Это такая комедийная утопия или экологическая комедия, такой вот новый жанр. По сюжету Земля подошла к своему логическому концу. У нее есть свой голос, и этот голос услышал единственный человек на земле — шахтер, которого играет Антон Филиппенко. А я играю девушку-эколога, которая говорит, что она тоже слышит Землю, что она чувствует, какая у нее боль и как ей надо помочь, что надо ее спасти.
Каждый герой в этой комедии сталкивается с вопросом: «А чего на самом деле хочешь ты?» И каждый герой по-новому себя проявляет именно за счет того, что начинают тикать часики. А еще это история о том, как поверить человеку, который слышит Землю — не сумасшедший ли это человек?
Это нам близко. Ты говорила, что от многих проектов отказываешься — почему согласилась на этот?
Это просто интересная история. По сравнению со всем остальным, что приходит, она необычная. Интересная же штука — «шахтер слышит землю и пытается ее спасти». По-моему, прикольно. Еще и персонаж интересный, девушка-эколог — тоже немного инфантильная, но все равно. И я подумала, что в этот материал я бы пошла. Да, это комедия, там не какая-то суперглубокая история, но в конце фильма она меня прямо зацепила, я даже прослезилась, когда смотрела. Прикольно, что это получилось.
Последний вопрос: есть ли у тебя какое-то главное воспоминание, впечатление или поворотный момент в жизни, к которому ты периодически возвращаешься, чтобы с собой синхронизироваться или лучше себя понять?
У меня такое ощущение, что вся моя жизнь соткана из таких моментов. Правда, она настолько насыщенная на повороты и на изменения от каждого человека, от каждой встречи. У меня сейчас реально в голове калейдоскоп, причем из разных событий — и из приятных, и из неприятных, которые меня куда-то по этой тропинке поворачивали.
Я назову встречу с мастером моего курса, Овчинниковым Родионом Юрьевичем. Для меня это еще с прослушиваний был какой-то волшебный момент. Мастера очень редко сидят на прослушиваниях, они обычно приходят только на третий тур и на конкурс. Чаще этим занимаются педагог на курсе или студенты, но он там был с самого начала.
Я пришла к нему в спортивном костюме, с пирсингом, с крашеными белыми волосами, с отросшими корнями. Я не поступила никуда. В ГИТИСе меня скинули, в «Щепке» (ВТУ им. М. С. Щепкина — прим. ред.) сказали: «Девушка, мы бы хотели, чтобы вы свою энергию потратили в каком-то другом заведении». Я тогда не понимала, что это такой тактичный отказ. И они меня пропустили на второй тур, а со второго тура уже скинули.
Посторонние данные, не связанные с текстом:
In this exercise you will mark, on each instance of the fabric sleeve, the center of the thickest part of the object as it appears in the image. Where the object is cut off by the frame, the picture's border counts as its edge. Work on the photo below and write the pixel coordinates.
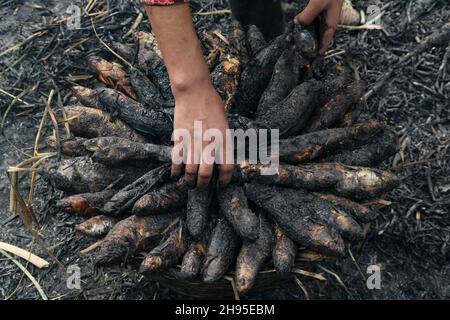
(162, 2)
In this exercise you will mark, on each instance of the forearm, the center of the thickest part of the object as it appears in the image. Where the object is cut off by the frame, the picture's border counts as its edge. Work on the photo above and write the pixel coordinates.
(179, 46)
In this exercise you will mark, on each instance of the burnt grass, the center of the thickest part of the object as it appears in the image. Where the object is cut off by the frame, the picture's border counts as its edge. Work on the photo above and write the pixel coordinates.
(409, 241)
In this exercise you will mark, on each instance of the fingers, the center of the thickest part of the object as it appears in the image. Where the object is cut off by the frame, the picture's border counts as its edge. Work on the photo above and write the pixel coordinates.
(177, 156)
(312, 10)
(225, 174)
(333, 15)
(327, 38)
(204, 175)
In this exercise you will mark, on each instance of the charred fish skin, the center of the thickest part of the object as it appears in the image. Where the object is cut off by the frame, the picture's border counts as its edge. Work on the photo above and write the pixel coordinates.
(97, 226)
(112, 74)
(371, 154)
(193, 260)
(129, 235)
(252, 257)
(284, 78)
(284, 252)
(149, 61)
(255, 40)
(126, 151)
(233, 204)
(73, 146)
(124, 200)
(151, 122)
(335, 109)
(81, 175)
(256, 75)
(358, 211)
(87, 204)
(168, 253)
(146, 90)
(197, 213)
(170, 196)
(91, 123)
(304, 220)
(357, 183)
(291, 115)
(325, 143)
(221, 252)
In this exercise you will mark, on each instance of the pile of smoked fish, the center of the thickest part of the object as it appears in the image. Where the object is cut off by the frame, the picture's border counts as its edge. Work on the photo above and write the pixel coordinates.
(115, 167)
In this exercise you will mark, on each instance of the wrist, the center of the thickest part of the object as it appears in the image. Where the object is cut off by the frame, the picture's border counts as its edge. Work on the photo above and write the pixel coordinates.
(187, 82)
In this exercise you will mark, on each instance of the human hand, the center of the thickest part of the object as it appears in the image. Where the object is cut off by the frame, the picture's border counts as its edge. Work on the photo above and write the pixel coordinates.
(333, 10)
(199, 102)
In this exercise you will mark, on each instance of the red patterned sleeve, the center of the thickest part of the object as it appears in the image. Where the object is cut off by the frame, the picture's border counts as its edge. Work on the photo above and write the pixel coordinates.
(162, 2)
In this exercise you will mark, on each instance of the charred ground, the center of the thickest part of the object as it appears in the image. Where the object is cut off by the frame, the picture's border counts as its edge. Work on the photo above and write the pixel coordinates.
(411, 237)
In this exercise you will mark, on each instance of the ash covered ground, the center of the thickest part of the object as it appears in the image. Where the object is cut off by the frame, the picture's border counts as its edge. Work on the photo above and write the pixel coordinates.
(410, 240)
Мне кажется, если бы Родион Юрьевич лично не ходил на все прослушивания, я бы и в «Щуку» (Театральный институт имени Бориса Щукина. — прим.ред) не поступила. Возможно, моя жизнь пошла бы как-то по другому.
И он точно так же вел наш курс, очень личностно. Есть такие педагоги, не в укор будет сказано, которые только выпускают четвертый курс — и сразу же набирают первый. Мало кто берет даже год на то, чтобы не набирать, или два, или три, или четыре. Хотя есть и такие. Вот у Родиона Юрьевича был один курс, и он сказал: «Все, это мой первый и последний курс». Он немножко максималист, его еле-еле уломали набрать еще один раз. А первый курс у него был талантливым. И, когда он набирал второй курс, то есть наш, он сказал: «Все. Вот тот был первый, а это будет последний».
После этого он больше не набирал. Мне от этого, конечно, печально, потому что он потрясающий педагог и потрясающий человек. Добрый, внимательный, чуткий, веселый, солнечный человек, который никогда не пытался тебя сломать. Лучше, чем с ним, мне не было ни с кем. Ни с одним театральным режиссером. Ни с кем я не работала легче. Настолько он под артиста проминал материал. «Тебе неудобно? Чувствую, неудобно. Давай, возвращайся». Перед ним нестрашно было лажать — потому что ты всегда в безопасности.
Твою роль он помогал ткать прямо на тебе, как портной. И он никогда не оставлял тебя на произвол судьбы. Лучшая моя работа в театре — это была Жанна д'Арк, и это была его работа. Я до сих пор играю студенческий спектакль, который называется «О любви и дружбе», его тоже поставил Родион Юрьевич Овчинников. И это одна из моих любимых ролей. Мне там очень свободно и легко, несмотря на то что уже прошло 12 лет. Я там расту, развиваюсь, и мне до сих пор есть что играть.